Delta State government has said it has not received from the £4.2m looted by a former governor of the state, James Ibori, which the Federal Government recently repatriated from the United Kingdom.
The Accountant-General of the Federation, Mr Ahmed Idris, had disclosed on Tuesday before the House of Representatives Committee on Recovered Assets, in Abuja, that the funds had been released to the state.
But the state government, in a statement by Mr. Olisa Ifeajika, Chief Press Secretary to Governor Ifeanyi Okowa, made available to THE WITNESS, on Wednesday, however noted that the money had not arrived in its coffers, though “the state is in contact with the Federal Government, especially the Office of the Attorney General of the Federation, on the issue.”
It expressed appreciation for the disposition of the Federal Government in releasing the funds to the state, and assured that it would acknowledge receipt of the funds when it arrives.
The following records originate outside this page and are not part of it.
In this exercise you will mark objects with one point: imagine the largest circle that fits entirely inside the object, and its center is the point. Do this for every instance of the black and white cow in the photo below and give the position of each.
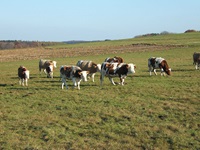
(115, 69)
(114, 59)
(196, 60)
(23, 75)
(89, 66)
(158, 63)
(47, 66)
(73, 73)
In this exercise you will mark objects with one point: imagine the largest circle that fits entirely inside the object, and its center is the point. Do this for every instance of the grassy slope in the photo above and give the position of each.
(147, 113)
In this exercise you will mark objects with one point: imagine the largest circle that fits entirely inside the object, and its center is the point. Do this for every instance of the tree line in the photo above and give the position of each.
(16, 44)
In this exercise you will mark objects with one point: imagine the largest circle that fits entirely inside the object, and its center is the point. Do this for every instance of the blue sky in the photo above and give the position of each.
(63, 20)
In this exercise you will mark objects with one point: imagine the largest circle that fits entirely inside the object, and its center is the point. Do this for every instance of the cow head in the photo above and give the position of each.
(131, 68)
(98, 67)
(54, 64)
(83, 75)
(49, 70)
(165, 67)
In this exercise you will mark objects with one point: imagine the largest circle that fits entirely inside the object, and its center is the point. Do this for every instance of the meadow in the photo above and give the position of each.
(148, 112)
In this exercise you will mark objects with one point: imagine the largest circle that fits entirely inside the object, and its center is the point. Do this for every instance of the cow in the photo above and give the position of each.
(158, 63)
(23, 75)
(114, 59)
(47, 65)
(196, 60)
(89, 66)
(73, 73)
(115, 69)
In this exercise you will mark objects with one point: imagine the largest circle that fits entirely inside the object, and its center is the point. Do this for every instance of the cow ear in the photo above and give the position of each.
(107, 65)
(127, 66)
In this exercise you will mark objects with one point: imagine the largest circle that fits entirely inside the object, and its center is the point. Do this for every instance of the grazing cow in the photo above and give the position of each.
(89, 66)
(158, 63)
(196, 60)
(23, 75)
(115, 69)
(47, 66)
(114, 59)
(74, 73)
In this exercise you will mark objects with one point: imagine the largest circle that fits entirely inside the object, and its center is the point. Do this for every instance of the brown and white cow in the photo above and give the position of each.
(158, 63)
(196, 60)
(115, 69)
(23, 75)
(89, 66)
(73, 73)
(47, 66)
(114, 59)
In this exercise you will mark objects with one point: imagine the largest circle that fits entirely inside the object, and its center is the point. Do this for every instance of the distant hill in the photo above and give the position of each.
(15, 44)
(79, 41)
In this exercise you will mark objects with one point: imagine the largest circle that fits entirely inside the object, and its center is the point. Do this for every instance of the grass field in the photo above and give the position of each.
(146, 113)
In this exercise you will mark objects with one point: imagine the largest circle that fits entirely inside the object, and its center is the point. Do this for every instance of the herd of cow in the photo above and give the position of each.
(110, 67)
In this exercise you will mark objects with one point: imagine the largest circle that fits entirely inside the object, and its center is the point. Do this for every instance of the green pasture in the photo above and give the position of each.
(157, 112)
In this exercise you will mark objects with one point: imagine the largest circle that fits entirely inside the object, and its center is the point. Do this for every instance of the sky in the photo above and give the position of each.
(65, 20)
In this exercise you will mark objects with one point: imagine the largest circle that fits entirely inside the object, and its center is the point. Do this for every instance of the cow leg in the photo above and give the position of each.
(102, 78)
(26, 82)
(196, 66)
(64, 83)
(112, 81)
(20, 81)
(150, 70)
(154, 70)
(162, 72)
(92, 76)
(74, 82)
(78, 83)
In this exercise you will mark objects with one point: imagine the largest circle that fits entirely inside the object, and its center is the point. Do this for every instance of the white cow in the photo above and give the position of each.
(115, 69)
(158, 63)
(44, 64)
(23, 75)
(89, 66)
(196, 60)
(73, 73)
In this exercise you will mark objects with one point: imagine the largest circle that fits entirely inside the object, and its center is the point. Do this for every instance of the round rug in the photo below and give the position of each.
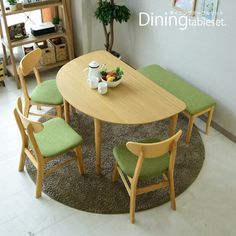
(98, 194)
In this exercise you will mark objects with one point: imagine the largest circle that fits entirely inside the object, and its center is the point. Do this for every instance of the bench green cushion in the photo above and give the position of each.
(152, 167)
(195, 100)
(47, 93)
(57, 138)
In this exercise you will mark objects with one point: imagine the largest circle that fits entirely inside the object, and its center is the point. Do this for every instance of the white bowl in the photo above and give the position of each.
(113, 84)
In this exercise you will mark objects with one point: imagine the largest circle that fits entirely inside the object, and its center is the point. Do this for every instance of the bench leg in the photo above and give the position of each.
(208, 125)
(190, 128)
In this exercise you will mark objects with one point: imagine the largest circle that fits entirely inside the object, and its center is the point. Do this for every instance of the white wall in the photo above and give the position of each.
(206, 57)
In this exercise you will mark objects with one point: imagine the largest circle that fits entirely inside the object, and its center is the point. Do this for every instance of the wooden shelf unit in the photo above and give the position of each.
(8, 45)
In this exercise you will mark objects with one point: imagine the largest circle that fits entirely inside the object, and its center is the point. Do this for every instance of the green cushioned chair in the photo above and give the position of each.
(45, 93)
(145, 160)
(44, 142)
(197, 102)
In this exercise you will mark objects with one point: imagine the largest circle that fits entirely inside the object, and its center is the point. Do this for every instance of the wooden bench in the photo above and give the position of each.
(197, 102)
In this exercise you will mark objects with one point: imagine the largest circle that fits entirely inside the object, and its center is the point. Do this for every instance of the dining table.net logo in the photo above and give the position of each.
(183, 22)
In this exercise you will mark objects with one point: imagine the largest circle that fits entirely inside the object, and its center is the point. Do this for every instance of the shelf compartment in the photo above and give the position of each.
(33, 39)
(33, 8)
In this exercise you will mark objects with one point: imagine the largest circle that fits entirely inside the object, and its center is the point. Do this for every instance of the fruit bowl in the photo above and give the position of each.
(112, 84)
(112, 78)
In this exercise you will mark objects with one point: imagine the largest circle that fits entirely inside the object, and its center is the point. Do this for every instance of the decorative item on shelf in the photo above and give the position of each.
(43, 28)
(35, 3)
(2, 73)
(27, 49)
(48, 52)
(12, 4)
(112, 78)
(58, 24)
(17, 31)
(185, 6)
(60, 48)
(108, 12)
(209, 9)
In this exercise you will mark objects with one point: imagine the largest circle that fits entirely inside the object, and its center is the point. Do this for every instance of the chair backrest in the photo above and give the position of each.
(152, 150)
(24, 120)
(27, 65)
(27, 128)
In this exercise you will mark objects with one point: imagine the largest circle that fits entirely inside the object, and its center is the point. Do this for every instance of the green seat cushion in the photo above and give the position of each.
(195, 100)
(57, 138)
(152, 167)
(47, 93)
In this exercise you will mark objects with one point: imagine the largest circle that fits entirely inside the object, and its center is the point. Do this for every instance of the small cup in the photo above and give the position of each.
(102, 87)
(93, 82)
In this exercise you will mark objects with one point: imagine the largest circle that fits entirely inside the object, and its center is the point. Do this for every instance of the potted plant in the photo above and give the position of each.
(108, 12)
(12, 4)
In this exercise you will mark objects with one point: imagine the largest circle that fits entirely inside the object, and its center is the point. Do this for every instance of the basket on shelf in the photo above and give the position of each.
(48, 52)
(60, 48)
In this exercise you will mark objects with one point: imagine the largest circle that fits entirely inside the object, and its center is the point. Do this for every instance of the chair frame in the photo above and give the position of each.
(28, 65)
(27, 129)
(191, 119)
(147, 150)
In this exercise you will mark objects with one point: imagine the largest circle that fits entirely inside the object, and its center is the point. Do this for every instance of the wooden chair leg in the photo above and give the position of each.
(190, 128)
(22, 159)
(59, 111)
(39, 181)
(115, 173)
(27, 108)
(79, 159)
(172, 191)
(132, 204)
(208, 125)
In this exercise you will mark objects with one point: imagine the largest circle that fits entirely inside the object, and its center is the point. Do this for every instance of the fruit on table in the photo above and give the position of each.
(111, 76)
(110, 79)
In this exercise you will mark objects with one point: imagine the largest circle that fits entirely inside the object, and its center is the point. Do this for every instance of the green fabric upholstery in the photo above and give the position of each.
(152, 167)
(57, 138)
(47, 93)
(195, 100)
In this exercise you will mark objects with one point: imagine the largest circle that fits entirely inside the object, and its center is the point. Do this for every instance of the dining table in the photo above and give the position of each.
(136, 100)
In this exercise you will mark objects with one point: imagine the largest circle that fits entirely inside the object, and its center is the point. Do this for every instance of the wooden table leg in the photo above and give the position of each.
(67, 111)
(173, 125)
(97, 132)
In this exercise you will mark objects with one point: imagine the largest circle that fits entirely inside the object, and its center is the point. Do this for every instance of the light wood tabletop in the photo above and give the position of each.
(137, 100)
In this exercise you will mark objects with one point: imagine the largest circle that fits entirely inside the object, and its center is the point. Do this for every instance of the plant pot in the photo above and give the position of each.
(13, 7)
(116, 54)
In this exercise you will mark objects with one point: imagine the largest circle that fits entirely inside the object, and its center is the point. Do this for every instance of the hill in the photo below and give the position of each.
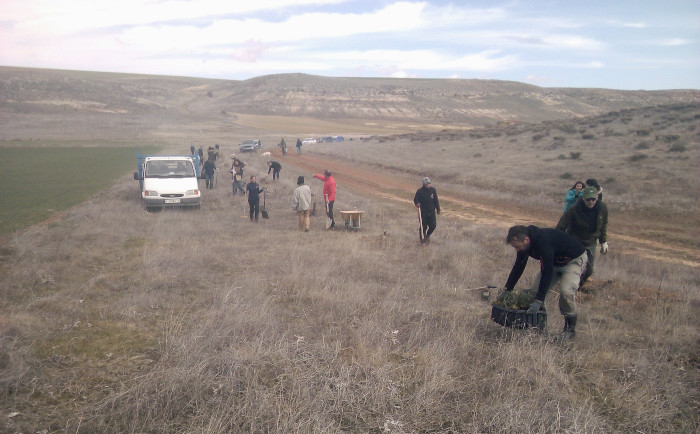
(120, 320)
(75, 104)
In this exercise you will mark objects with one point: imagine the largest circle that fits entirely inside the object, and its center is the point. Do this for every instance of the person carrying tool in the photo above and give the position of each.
(587, 221)
(253, 189)
(301, 203)
(427, 201)
(275, 168)
(237, 172)
(328, 194)
(283, 146)
(561, 257)
(209, 170)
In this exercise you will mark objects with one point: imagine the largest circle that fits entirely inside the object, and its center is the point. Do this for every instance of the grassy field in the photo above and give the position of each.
(119, 320)
(37, 182)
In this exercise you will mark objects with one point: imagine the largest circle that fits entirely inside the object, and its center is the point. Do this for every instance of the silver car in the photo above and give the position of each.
(250, 145)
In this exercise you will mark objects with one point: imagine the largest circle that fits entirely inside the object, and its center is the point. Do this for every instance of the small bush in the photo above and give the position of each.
(669, 138)
(569, 129)
(677, 147)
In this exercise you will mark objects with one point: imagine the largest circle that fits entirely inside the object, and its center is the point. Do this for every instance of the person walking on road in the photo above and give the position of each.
(237, 171)
(209, 170)
(573, 194)
(275, 168)
(562, 258)
(301, 203)
(587, 221)
(253, 189)
(426, 199)
(283, 146)
(328, 193)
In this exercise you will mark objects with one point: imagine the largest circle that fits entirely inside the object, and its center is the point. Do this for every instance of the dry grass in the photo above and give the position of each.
(200, 321)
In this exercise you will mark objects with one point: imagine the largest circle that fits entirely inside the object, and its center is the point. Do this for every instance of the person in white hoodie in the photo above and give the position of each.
(301, 203)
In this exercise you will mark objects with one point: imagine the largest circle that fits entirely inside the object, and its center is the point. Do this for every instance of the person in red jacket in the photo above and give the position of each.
(328, 193)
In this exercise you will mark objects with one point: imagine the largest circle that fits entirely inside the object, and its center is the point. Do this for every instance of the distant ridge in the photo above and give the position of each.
(65, 96)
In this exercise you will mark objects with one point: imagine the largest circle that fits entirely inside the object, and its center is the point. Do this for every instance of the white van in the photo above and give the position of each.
(168, 180)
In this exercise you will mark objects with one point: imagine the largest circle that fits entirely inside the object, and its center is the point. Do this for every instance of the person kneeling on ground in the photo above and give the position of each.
(561, 257)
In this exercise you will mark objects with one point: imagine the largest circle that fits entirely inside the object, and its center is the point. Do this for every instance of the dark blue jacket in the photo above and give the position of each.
(553, 248)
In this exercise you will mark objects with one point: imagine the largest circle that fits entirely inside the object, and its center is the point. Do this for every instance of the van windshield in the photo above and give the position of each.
(169, 169)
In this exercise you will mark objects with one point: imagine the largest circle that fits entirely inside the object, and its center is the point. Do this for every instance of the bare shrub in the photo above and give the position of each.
(637, 157)
(677, 147)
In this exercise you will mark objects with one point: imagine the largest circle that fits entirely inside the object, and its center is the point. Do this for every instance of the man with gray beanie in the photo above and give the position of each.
(587, 221)
(301, 203)
(426, 200)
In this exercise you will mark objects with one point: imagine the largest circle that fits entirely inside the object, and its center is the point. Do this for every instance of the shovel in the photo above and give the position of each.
(263, 211)
(420, 222)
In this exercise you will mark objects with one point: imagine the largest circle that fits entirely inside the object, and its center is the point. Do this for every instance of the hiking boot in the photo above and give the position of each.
(569, 331)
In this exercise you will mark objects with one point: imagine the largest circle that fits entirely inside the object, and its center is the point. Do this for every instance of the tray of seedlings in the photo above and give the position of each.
(510, 310)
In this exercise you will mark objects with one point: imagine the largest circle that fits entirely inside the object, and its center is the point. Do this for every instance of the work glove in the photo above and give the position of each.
(534, 307)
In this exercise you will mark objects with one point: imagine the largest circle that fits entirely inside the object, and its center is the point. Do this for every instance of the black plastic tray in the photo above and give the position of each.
(518, 318)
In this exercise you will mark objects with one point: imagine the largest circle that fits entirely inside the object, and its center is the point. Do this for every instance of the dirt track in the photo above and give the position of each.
(397, 187)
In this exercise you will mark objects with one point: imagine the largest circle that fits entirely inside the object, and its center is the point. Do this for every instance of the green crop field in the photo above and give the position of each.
(37, 182)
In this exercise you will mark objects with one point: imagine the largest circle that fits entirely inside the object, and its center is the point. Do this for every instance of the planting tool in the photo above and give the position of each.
(328, 218)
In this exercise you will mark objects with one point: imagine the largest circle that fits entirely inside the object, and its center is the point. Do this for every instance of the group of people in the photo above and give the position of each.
(283, 147)
(566, 252)
(302, 199)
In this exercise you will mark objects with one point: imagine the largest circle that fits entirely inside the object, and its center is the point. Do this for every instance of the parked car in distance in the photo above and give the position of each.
(250, 145)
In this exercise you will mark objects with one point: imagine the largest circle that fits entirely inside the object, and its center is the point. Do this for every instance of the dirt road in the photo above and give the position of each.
(398, 187)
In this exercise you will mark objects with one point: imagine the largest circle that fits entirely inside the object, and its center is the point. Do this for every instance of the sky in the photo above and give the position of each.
(614, 44)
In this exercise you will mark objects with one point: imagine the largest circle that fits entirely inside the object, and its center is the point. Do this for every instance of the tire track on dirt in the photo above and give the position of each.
(398, 187)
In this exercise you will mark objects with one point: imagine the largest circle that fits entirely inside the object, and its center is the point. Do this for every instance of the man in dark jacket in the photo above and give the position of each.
(426, 199)
(253, 189)
(275, 168)
(209, 170)
(561, 257)
(587, 221)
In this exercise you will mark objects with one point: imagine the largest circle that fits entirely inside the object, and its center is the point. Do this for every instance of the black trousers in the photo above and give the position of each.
(429, 223)
(254, 208)
(330, 210)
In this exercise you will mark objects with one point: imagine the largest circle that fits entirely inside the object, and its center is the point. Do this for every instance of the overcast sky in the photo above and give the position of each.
(617, 44)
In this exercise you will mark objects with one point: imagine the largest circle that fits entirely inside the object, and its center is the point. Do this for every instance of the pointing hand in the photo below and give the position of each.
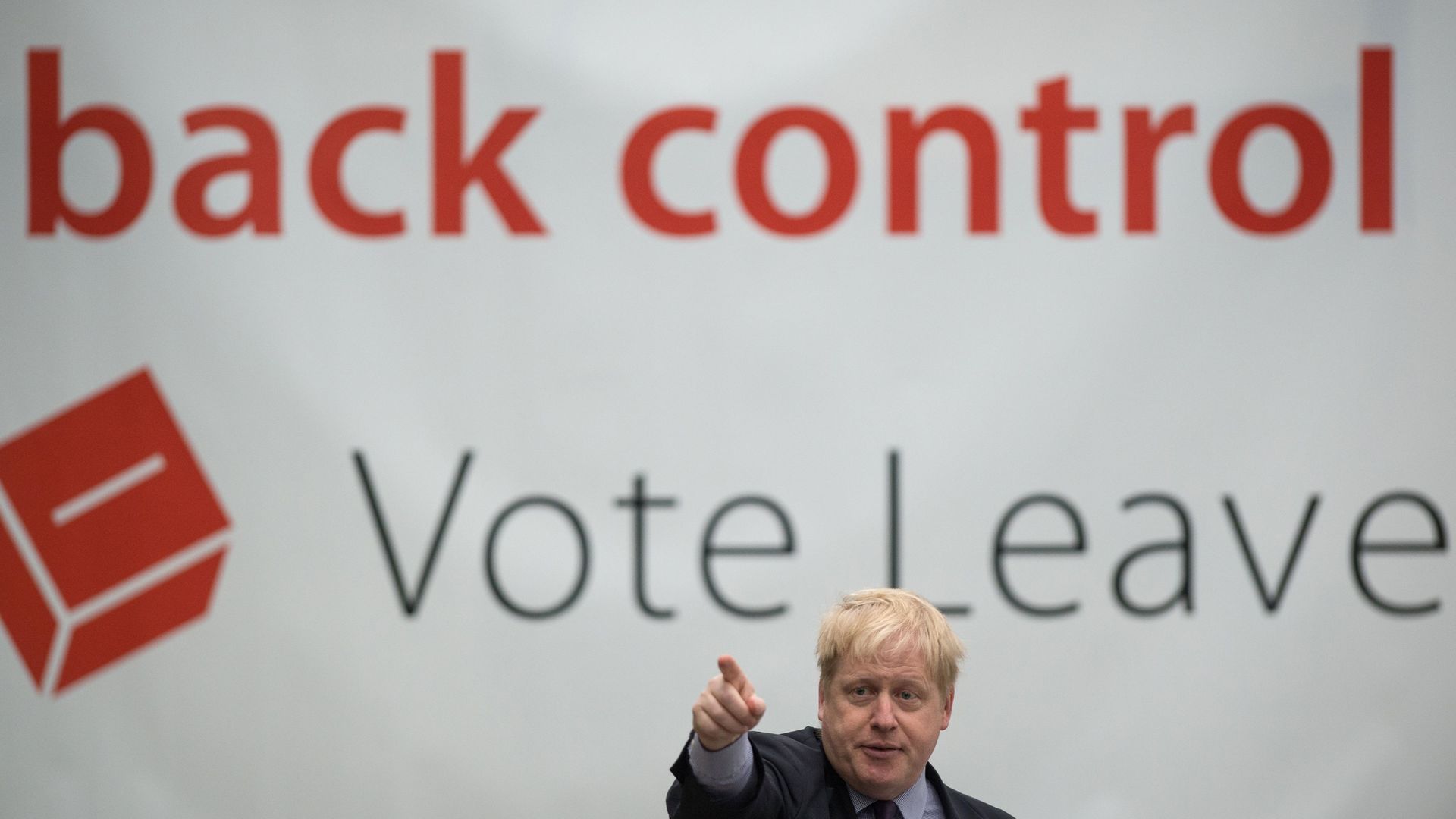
(727, 708)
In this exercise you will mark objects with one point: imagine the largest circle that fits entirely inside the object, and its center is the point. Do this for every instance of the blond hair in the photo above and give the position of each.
(873, 621)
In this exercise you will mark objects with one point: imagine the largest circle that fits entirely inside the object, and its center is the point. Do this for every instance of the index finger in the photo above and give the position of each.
(733, 675)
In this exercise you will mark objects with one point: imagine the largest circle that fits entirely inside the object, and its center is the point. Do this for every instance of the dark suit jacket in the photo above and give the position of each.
(795, 781)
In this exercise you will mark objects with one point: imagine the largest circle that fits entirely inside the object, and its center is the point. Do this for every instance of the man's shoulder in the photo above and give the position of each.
(965, 805)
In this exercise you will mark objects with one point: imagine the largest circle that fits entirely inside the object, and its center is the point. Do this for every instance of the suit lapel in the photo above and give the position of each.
(951, 808)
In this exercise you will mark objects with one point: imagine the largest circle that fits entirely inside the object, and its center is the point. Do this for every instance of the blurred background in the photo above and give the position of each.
(487, 483)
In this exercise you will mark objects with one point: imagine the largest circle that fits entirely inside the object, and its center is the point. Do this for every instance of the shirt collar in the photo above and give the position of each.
(910, 803)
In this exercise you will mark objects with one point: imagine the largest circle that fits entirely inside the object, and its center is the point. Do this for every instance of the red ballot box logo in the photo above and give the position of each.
(111, 535)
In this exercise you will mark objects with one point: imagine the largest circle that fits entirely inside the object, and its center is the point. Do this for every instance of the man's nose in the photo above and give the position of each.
(883, 717)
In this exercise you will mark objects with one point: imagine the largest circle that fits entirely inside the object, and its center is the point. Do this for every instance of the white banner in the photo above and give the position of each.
(403, 406)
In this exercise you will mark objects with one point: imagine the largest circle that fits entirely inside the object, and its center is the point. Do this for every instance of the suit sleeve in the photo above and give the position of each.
(688, 799)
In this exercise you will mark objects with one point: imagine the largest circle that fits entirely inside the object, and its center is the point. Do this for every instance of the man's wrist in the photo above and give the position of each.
(724, 771)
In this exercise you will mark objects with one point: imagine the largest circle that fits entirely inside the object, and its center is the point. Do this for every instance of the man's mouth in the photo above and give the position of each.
(877, 751)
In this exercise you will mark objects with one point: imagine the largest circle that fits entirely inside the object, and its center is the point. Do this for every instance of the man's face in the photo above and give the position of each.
(881, 719)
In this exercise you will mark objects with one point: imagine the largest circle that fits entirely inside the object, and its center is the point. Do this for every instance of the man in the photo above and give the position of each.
(887, 664)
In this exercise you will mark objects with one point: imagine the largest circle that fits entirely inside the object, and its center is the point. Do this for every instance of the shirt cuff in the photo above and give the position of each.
(723, 773)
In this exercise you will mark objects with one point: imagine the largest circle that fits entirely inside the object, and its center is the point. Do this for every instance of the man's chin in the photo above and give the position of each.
(880, 779)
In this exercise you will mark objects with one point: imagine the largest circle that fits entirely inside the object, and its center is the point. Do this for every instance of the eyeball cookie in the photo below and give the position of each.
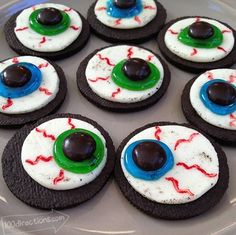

The government also assured the Federal Government and Deltans that the funds would, in tandem with Governor Ifeanyi Okowa’s administration’s hallmark, be judiciously deployed especially in the completion of projects it had earlier intimated the Presidency about.
The Minister of Justice and Attorney-General of the Federation, Abubakar Malami (SAN), had stated that Delta State will not benefit from the recovered loot.
Malami had said that the state was not captured in the agreements signed with the British Government, which was a precondition for the release of the money.
The minister had stressed that Nigeria would execute other projects with the fund other than the Lagos-Ibadan Expressway, Abuja-Kaduna-Kano Expressway and the Second Niger Bridge, which had been listed in the agreement.